Jason had gone into the trial believing that, as he explained, “I didn’t think there was no possible way they could find us guilty when we didn’t do it. Not in America. It’s not what I was raised up to believe would happen in America.” But now, having fended off two deals, while watching the vigor of the prosecution against him, some long-held beliefs were crumbling. He’d seen his lawyers “fighting hard,” but now he also saw, as he put it, that “it was hard to fight against Judge Burnett and the prosecutors too.” It looked to Jason like “everything we tried to do, Judge Burnett wouldn’t allow it. He’d find some reason to turn us down. Even I could see that, and I didn’t know anything about it.”

Jason said he’d told his attorneys that he wanted to testify. He wanted to tell the jury that he’d been cutting his uncle’s grass on the afternoon the boys disappeared, and he wanted them to call his uncle to verify that claim.

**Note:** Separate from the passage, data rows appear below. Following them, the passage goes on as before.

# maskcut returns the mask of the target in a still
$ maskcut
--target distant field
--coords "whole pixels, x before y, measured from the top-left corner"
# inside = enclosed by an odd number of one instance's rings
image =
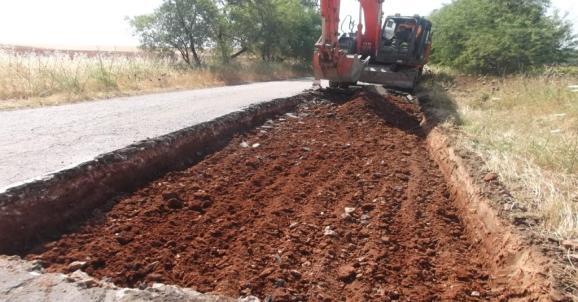
[[[137,49],[51,49],[0,45],[0,110],[157,91],[195,89],[309,74],[308,66],[244,57],[191,69]]]
[[[113,46],[22,46],[0,44],[0,51],[18,55],[51,56],[55,54],[65,54],[69,56],[95,57],[105,56],[141,56],[143,52],[137,47],[113,47]]]

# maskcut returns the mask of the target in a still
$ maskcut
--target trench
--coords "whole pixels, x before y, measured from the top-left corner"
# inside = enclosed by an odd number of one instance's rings
[[[452,180],[417,105],[358,91],[295,106],[21,254],[123,287],[269,301],[549,297],[539,256],[456,187],[467,176]]]

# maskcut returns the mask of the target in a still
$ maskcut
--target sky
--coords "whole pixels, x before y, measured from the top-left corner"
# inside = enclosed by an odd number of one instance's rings
[[[136,46],[127,16],[150,13],[162,0],[0,0],[0,44],[35,46]],[[386,0],[386,15],[428,15],[450,0]],[[553,0],[578,32],[578,1]],[[342,12],[356,16],[357,1]]]

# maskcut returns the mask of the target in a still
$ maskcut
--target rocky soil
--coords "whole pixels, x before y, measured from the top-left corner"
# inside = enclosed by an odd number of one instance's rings
[[[234,138],[27,258],[119,286],[265,301],[503,295],[428,155],[417,106],[335,99],[320,94]]]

He wanted to say that he had no recollection of ever seeing Michael Carson at the juvenile detention facility, and that if he had encountered him, he never would have said what the other teenager claimed he did. Mostly, he wanted the jurors to hear him speak in his own behalf, before they adjourned to judge him. But, he would later recall, his lawyers “kept giving me the runaround, telling me I was sixteen and saying, ‘You don’t need to testify.’ They told me, ‘Anything you say, the prosecutor is going to twist it and use it against you.’”

Now, Jason reflected, it looked like they’d been right. He felt that any defense was futile and that under Burnett he and his lawyers faced “a no-win situation.” “All that mattered,” he concluded, “was that Damien was weird and I had black T-shirts.”

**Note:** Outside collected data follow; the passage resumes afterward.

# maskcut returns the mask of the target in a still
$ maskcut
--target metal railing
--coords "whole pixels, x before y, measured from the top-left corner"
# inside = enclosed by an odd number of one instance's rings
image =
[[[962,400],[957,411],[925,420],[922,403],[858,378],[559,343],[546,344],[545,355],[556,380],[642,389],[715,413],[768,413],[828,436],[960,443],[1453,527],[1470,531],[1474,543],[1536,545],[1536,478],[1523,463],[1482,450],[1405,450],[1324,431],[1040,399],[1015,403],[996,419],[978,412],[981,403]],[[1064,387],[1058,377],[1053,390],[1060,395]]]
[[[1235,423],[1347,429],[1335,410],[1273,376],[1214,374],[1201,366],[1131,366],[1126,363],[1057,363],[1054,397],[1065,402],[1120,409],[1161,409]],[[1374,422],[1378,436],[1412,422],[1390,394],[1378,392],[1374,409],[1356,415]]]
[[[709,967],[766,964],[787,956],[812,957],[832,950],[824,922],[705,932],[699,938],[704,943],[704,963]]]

The three weeks of testimony had produced some remarkable twists and turns. Now, even with the testimony concluded, the trial’s peculiarities did not end. Two more oddities developed before the lawyers could make their closing arguments.


Lesser Charges

Ordinarily, when a defendant is tried on a charge of capital murder, he will ask that the jury be instructed to consider lesser charges, such as first-or second-degree murder, since lesser charges carry lighter sentences. Often, though not always, prosecutors oppose that request.